7/8頭で投与後 21 日にACNU の抗腫瘍効果を評価したところ、PR 1/7頭、SD5/7頭、PD1/7頭であった。

ACNU の最大用量は25mg/m2、主な副作用は好中球減少症であると判明した。CCNU と同様に、好中球数の最低値は ACNU 投与の 7 日後に観察され、すべての犬で 14 日目までに基準範囲内に回復した。 血小板数の最低値は、ACNU投与後7日目から21日目の間に発生し、これらの結果に基づいて、推奨投与間隔は 21 日間であることが示された。CCNUは、10 mg、40 mg、または 100 mg のカプセル製剤しかなく、体重に応じて投与量を調整することは困難で、胃腸の状態により生体利用効率が低下する可能性がり、特に嘔吐する犬に薬剤を投与することは困難である。対照的に、ACNU は IV 注射に適した水溶性薬剤であるため、計算上の最適な薬用量を投与することが可能である。

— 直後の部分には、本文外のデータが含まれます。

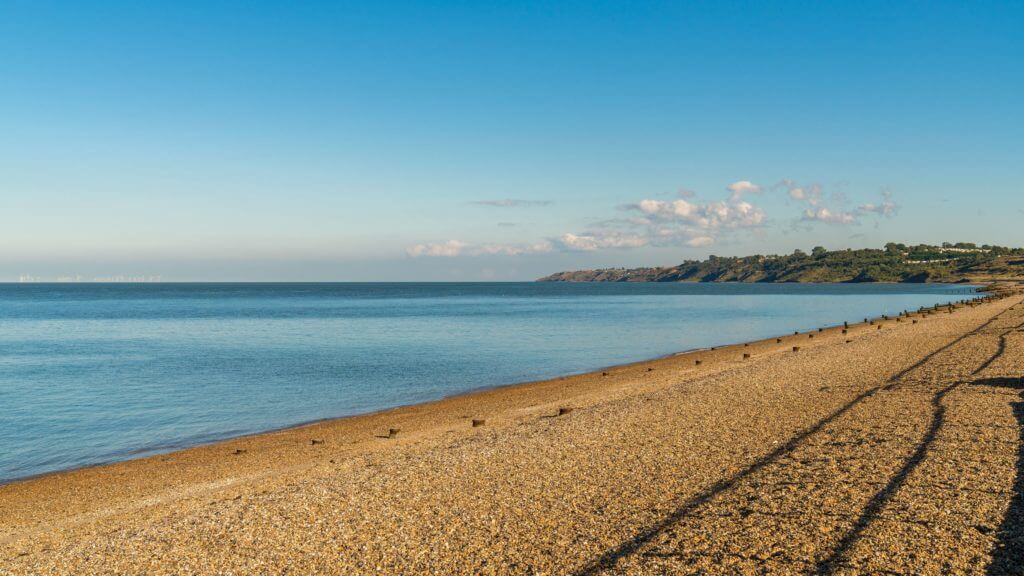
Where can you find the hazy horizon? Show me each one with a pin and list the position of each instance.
(455, 141)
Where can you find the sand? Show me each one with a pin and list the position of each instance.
(878, 451)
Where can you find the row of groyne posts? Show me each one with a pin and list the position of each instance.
(922, 313)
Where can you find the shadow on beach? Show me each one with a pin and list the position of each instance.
(1008, 558)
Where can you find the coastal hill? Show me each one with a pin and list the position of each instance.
(895, 262)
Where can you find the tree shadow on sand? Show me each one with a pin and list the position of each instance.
(1008, 558)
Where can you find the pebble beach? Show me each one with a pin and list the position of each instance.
(893, 446)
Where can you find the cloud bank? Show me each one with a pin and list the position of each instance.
(684, 221)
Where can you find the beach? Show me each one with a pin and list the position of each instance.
(893, 447)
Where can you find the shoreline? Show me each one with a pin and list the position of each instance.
(981, 290)
(352, 462)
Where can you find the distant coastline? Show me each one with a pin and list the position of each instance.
(948, 263)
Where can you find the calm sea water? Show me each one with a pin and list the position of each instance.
(95, 373)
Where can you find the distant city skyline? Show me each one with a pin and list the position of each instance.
(464, 141)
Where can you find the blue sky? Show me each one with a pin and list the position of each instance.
(497, 140)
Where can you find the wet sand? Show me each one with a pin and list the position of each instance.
(895, 449)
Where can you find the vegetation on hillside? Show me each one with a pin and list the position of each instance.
(896, 262)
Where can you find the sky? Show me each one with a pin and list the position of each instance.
(497, 140)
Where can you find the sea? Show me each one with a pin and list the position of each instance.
(94, 373)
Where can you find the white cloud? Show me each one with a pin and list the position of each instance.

論文にも書いてあるように、CCNUは分割投与ができないので、日本の犬の体重では薬用量が不足したり過剰になったりと使いづらい抗がん剤です。内服薬でマイルドなイメージですが、副作用も強く、飲めたり飲めなかったり、吐いてしまったりと不確定要素が多いのが欠点です。以前よりかなり値上がりしてしまい、料金的なメリットも無くなってしまいました。むしろACNUの方が安価になっていると思います。ACNUは静脈投与できる製剤で、確実性や正確性は比べものになりません。リンパ腫のレスキュー療法に組み入れていきたいと考えています。